Graduate School Timeline
two to three years before applying
- It’s never too early to start brainstorming!
- If you’re thinking about attending a research-intensive program, consider getting involved in research and planning to write a senior thesis.
- If you’re thinking about law school or health professions, connect with your school’s pre-professional advisers. For pre-med, you’ll probably want to meet with a pre-professional adviser in your first or second year to understand how to fit the academic requirements into your course schedule.
one year before applying
- Solidify what area of study you’d like to pursue.
- Speak with advisers, professors, and career counselors about your interest in graduate school. Seek out advice and suggestions. Remember, you’ll be reaching out to your faculty advisers for letters of recommendation. The better they understand your interest in graduate school, the stronger a recommendation they’ll be able to write.
- Research institutions and programs.
- Contact schools and visit their admissions sites for application forms, application deadlines, course listings, and financial aid information.
- Gather information about financial aid: scholarships, fellowships, and graduate and teaching assistantships.
- Register and prepare for any necessary graduate admissions tests, such as the GRE, LSAT, GMAT, or MCAT. Medical and law school applicants will need to register for national application services: AMCAS for medical school and LSDAS for law school.
the summer before applying
- Take required graduate admissions tests.
- Continue gathering admissions, program, and funding information.
- Visit prospective schools, if appropriate, and talk to admissions staff, current students, and faculty.
- Reflect on how you can incorporate what you’ve learned about department research and initiatives into your application essays.
- Draft application essays. Solicit feedback from your advisers and Writing Center consultants. Revise, revise, revise!

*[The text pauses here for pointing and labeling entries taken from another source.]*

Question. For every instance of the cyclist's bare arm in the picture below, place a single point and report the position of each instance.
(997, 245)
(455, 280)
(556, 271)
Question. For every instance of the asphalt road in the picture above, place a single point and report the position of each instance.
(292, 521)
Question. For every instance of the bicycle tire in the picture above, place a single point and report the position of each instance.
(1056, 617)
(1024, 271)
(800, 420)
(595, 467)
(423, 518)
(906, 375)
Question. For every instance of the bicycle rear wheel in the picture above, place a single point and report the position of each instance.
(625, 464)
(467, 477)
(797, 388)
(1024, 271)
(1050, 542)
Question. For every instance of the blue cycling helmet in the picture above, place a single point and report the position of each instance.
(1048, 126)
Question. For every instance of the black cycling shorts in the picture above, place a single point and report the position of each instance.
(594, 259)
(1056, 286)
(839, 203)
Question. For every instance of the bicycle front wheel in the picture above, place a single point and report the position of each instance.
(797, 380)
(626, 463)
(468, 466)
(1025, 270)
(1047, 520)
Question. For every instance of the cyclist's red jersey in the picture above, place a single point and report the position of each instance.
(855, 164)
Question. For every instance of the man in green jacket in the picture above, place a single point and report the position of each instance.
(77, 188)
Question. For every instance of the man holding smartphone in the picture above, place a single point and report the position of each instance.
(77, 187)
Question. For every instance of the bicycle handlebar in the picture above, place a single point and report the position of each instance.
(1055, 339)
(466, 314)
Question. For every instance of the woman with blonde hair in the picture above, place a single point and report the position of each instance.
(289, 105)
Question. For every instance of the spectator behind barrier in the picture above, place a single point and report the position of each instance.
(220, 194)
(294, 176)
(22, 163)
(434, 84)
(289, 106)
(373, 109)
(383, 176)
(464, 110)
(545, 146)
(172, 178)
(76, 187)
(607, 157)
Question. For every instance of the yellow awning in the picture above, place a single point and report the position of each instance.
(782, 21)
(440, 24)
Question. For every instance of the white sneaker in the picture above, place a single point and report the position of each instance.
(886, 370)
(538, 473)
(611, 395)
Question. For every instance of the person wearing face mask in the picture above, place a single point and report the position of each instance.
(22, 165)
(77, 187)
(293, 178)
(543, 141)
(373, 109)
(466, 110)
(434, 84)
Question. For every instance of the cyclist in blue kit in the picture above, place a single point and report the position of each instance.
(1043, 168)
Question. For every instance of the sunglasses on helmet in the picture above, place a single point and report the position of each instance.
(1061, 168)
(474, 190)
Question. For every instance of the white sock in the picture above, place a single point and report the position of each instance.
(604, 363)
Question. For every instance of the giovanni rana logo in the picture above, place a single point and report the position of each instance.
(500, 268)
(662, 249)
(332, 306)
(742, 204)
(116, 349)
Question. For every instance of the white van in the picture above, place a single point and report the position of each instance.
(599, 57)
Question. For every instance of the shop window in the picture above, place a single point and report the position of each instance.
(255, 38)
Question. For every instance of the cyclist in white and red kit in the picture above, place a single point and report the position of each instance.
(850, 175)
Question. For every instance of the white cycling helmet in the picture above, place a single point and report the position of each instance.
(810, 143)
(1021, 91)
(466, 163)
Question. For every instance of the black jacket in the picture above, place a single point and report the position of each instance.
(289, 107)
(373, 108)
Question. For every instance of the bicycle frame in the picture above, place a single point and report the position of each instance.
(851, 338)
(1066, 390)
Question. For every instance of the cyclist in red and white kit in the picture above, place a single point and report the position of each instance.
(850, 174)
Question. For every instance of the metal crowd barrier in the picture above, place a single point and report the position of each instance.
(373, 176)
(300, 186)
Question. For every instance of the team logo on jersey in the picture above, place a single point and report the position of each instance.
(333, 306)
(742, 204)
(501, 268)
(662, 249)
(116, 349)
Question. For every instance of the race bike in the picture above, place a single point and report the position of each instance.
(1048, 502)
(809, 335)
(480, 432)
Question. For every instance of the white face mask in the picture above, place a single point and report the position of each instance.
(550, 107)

the semester you’re applying
- Take required graduate admissions tests if you haven’t already.
- Request letters of recommendation from faculty and supervisors who know your work. Try to ask at least one month before the deadline!
- Look into Columbia’s dossier services, which allow you to forward files (i.e., transcripts, essays, and recommendation letters) directly to graduate schools.
- Based on the school requirements, gather and submit your application, including admissions test reports, official transcript, letters of recommendation, and application essays.
- Complete necessary financial aid applications such as the FAFSA, as well as scholarship and fellowship applications.
after you’ve applied
- Find out if admissions interviews are part of the application process.
- Once you receive admissions decisions, consider visiting institutions or speaking with faculty and current students if you haven’t already. Reach out to your support system for help evaluating your options.
- Form a contingency plan in case you aren’t accepted to any programs. This might include working, interning, volunteering, or taking relevant courses.
- Once you’ve made the decision to attend a program, notify the other institutions you are still waiting to hear from of your plans.
- Send thank you letters to your recommendation writers, letting them know your plans.